Abstract
Purpose :
Primary open angle glaucoma (POAG) has been associated with abnormal eye movements, including increased frequency of exploratory saccades, compared to controls, possibly as a compensatory strategy after visual field loss. However, little is known about the eye movements in POAG in the absence of visual field defects, which may interfere as a confounder. The aim of our study was to explore the characteristics of eye movements in patients at very early stages of glaucoma, with no visual field deficits, i.e. preperimetric POAG.
Methods :
Cross-sectional, observational study, exploring binocular eye movements in 16 patients with preperimetric POAG and 16 age-matched healthy controls.
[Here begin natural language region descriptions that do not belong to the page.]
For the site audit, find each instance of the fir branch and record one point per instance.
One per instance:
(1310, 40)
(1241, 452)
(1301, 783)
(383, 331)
Patients with preperimetric glaucoma had anantomical evidence of glaucomatous optic neuropathy (cupped discs and characteristic thinning of the retinal nerve fiber layers on OCT), and initially raised intraocular pressure. Infrared oculography (EyeBrain, Paris), allowed measurements of visually–guided prosaccades (at 5, 10, 15 and 20° amplitude) and antisaccades (12° amplitude), using a gap (200ms) paradigm. Performance characteristics of eye movements were compared between the two groups in the prosaccade task (latency, gain, frequency of express-saccades) and in the antisaccade task (latency and rate of errors).
Results :
Preperimetric POAG patients did significantly more errors than controls during the antisaccade task (p<0.001), with significantly shorter saccadic latencies (p=0.02).During the prosaccade task, the mean saccadic latency was significantly shorter in the preperimetric POAG group than in controls (p<0.001); patients with preperimetric POAG also performed significantly more express-saccades than controls (p=0.012).
Conclusions :
Patients with preperimetric POAG display an inhability to suppress reflexive saccades in the antisaccades paradigm, with shortened latencies. Consistently, they perform more reflexive, expresss saccades towards peripheral visual stimuli, while prosaccades have shorter latencies, compared to healthy controls. Taken together, these findings suggest that even at a preperimetric stage, POAG is associated with disrupted inhibition of unwanted, reflexive saccades and inhibited ocular motor behaviour.
This is an abstract that was submitted for the 2016 ARVO Annual Meeting, held in Seattle, Wash., May 1-5, 2016.